Egalité des chances: Supprimer les concours, une piste, mais pas la solution miracle
- Risque de créer de nouvelles inégalités
- Veiller à la diversité des profils et des voies d’accès
L’idée de se passer des concours d’accès aux établissements post-bac mûrit depuis de nombreuses années. L’ancien ministre, Lahcen Daoudi, en parlait en 2015 déjà. Son successeur, Saaïd Amzazi (2018-2021), y était également favorable, au même titre que l’actuel ministre, Abdellatif Miraoui. En se débarrassant des concours, qui, soit dit en passant, sont également coûteux et énergivores pour les établissements, réglera-t-on le problème d’iniquité qu’ils posent?
Leur suppression permettrait, en effet, de privilégier une sélection sur la base du mérite au lieu de l’origine sociale. D’autant plus qu’actuellement, si l’on prend le cas de la médecine, les bacheliers avec une moyenne entre 12/20 et 14/20 réussissant le concours ne représentent que 1,5 à 2% du total, selon Abdellatif Miraoui. «Nous avons déjà réalisé des études pour comparer les résultats du bac avec ceux des concours, et à chaque fois la corrélation était parfaite», relève Ahmed Mouchtachi, président de l’université de Meknès, également coordinateur du réseau national des écoles d’ingénieurs. Les meilleurs au bac sont ainsi les meilleurs dans les concours. Les soumettre à de nouvelles épreuves équivaut donc à leur faire repasser le bac, ce qui serait sans grande utilité.
Un système trop élitiste
«Toutefois, si nous supprimons les concours, nous aurons d’autres types d’inégalités!» pense le professeur de médecine contacté par L’Economiste (voir article précédent). Sans concours, c’est la note qui scellera l’avenir des bacheliers, et seuls les titulaires des meilleures moyennes seront admis. Nous alimenterons alors un système trop élitiste. «Avoir une bonne moyenne et ne pas être admis en médecine sera vécu comme un drame absolu par les parents, comme cela était le cas auparavant», souligne l’enseignant-chercheur.

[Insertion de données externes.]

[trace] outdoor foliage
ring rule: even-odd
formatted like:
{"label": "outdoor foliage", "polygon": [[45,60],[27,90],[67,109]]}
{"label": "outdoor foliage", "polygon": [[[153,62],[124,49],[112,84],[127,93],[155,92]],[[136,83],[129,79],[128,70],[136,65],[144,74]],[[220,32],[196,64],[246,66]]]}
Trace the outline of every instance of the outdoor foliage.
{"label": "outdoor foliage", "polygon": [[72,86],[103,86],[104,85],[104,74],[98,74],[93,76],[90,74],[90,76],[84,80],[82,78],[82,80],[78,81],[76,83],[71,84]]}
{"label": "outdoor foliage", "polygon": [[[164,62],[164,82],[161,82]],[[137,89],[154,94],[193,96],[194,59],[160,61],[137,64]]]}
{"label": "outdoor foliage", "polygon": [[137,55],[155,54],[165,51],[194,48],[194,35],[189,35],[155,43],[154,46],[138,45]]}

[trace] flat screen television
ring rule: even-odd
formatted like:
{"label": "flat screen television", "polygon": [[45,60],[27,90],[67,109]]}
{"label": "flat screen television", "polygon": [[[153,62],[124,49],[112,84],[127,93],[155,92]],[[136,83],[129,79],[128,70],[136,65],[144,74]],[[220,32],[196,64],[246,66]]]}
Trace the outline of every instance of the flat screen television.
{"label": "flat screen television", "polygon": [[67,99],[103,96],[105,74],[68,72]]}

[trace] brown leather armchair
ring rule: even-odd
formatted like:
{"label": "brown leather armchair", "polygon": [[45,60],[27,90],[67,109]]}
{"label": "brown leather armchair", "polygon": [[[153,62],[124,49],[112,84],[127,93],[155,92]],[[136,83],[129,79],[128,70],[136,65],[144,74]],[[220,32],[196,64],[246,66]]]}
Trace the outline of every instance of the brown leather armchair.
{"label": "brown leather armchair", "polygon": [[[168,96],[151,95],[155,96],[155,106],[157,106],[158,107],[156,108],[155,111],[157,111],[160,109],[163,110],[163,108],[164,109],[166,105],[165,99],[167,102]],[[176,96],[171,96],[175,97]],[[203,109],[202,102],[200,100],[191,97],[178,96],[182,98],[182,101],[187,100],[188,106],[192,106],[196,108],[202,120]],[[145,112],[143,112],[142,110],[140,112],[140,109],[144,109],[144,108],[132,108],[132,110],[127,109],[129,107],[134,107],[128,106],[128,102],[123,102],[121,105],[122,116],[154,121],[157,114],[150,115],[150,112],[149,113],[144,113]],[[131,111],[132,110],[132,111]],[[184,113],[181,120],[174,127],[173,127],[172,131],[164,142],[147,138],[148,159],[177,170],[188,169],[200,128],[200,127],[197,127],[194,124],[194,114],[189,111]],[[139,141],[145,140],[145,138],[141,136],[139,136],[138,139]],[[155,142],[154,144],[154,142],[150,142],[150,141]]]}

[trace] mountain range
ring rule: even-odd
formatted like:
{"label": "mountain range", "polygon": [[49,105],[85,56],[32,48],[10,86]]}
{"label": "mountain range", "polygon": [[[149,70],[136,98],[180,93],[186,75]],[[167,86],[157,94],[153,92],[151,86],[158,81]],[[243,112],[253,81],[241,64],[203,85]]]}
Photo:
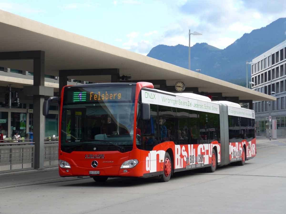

Pour lui, il n’existe pas de modèle parfait. La meilleure solution est d’opter pour la «diversité des profils», à travers une multiplication des accès: à partir du bac et du Deug, une partie sur la base de la note, et d’autres via une loterie, à l’instar de certains pays, ou encore en privilégiant les candidats avec une vocation marquée pour le domaine ciblé. «L’idée est de ramener différents profils pour les faire évoluer ensemble», pense-t-il.
Selon Abdellatif Miraoui, les concours «ne servent pas à grand-chose». «Nous les organisons pour donner une chance à tout le monde, mais dans ce souci d’équité, nous créons de l’iniquité», avait-il confié à L’Economiste. Pour lui, l’argent qu’ils accaparent devrait plutôt être investi dans la pédagogie, les activités para-universitaires, des bourses… Cela dit, jusqu’à présent, il n’a pris aucune décision à ce sujet.
Pour le ministre, il est important de prendre à bras-le-corps la question de l’inclusion des étudiants démunis. Néanmoins, pas uniquement en leur garantissant des places dans des cursus d’excellence. L’idéal, selon lui, est de les accompagner, tout au long de leur parcours pour leur offrir les clés de la réussite, idéalement, dès le lycée.
Quand la classe moyenne paie pour la France, l’Allemagne et le Canada!
«Les pauvres paient pour les riches», regrette Ahmed Mouchtachi. La classe moyenne marocaine se saigne pour offrir à ses enfants une éducation de qualité, et des parcours supérieurs prestigieux. Elle investit lourdement dans leur formation, à coup de cours de soutien dans différentes disciplines. En parallèle, elle leur offre des inscriptions dans des centres de langues, des coachings, des séances de préparation aux concours des grandes écoles et des facs de médecine… Et au terme de leur formation, ils quittent le pays vers d’autres destinations.
Ces dernières années, ingénieurs et médecins s’expatrient en masse vers l’Europe, notamment la France et l’Allemagne, et vers l’Amérique du Nord. Ces pays mettent les bouchées doubles pour attirer les meilleurs. Une véritable hémorragie, à l’heure où le Maroc appréhende des chantiers structurants et un large programme de généralisation de la couverture médicale.